I was nervous for the upcoming week. That was a LOT of changes and this was supposed to be our last week. We took a little house tour that evening before bed and explained to the boys that mom and dad sleep in their own room, and the boys slept in their own beds all night. We all had a place. We put Sam's pull ups away. He had 2 accidents that night. The next night the same. They didn't come sleep in our bedroom! Sam got out of bed several times and ended up in time out at 3 in the morning a few times. We've had better nights, and some not so good nights, but I'm positive it will get resolved as we stick to the consistent steps we've been using for the past couple months. He's currently gone 3 nights in a row without any problems.

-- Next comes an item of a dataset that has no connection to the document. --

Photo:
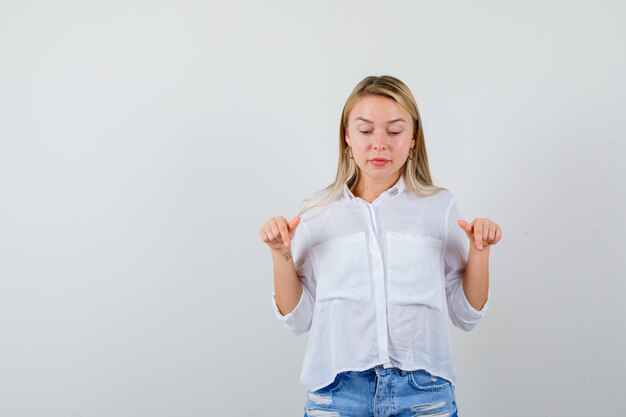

He refused to poop the day after counseling again. It had been 2 days since he last did this time. Still on miralax every day. I spent a lot of time frustrated in the bathroom with him that day. I still couldn't figure out WHY he was doing this. (Turns out, the WHY didn't matter, just changing the behavior mattered.) Travis was overall probably the more patient parent during these times. The next day, Saturday, we were going to run some errands. Sam didn't want to go--because he had to go potty, he just didn't want to, and I'm sure he was afraid of having an accident. We had him try before we left and then we went. While in Old Navy it was apparent that he needed to go, so Travis took him to the bathroom. SUCCESS! WHAT?! He was so happy. We took them to get donuts as a reward. The next day we were at grandma's house. SUCCESS AGAIN! (Also with Travis.) The next day he told me he needed to go potty. I asked if he needed to poop. He said no and went to the bathroom. A few minutes later he called for me. SUCCESS AGAIN! And I wasn't even in there with him. It got better every day after that. He went by himself daily.

In one week our lives had changed completely. From a boy who wouldn't go potty on the toilet or sleep in his own bed all night and slept in a pull up, to him being independent in the bathroom, sleeping in underwear in his own bed all night. We got an hour of our lives back at night since we don't have to sit in their room as they fall asleep. It's been amazing. A lot of change, but the boys have handled it mostly well. I've been impressed by them as they've rolled with the changes the past 2 months have brought. Going to counseling was a decision that was best for us in this situation. It was so helpful to have someone who had more knowledge in these areas with children than we do to give us advice on how they can be handled. I'm sure we could have resolved this without counseling, I'm also sure we would have had even more frustrations, questioned our methods and he would not be where he's at today.

Parenting has been one of the biggest challenges in my life, while at the same time being one of the best things about my life. These kids are amazing. They're kind, loving, forgiving, funny, smart...and I couldn't be more happy that they are mine. I just pray every day that I can be what I need to be for them.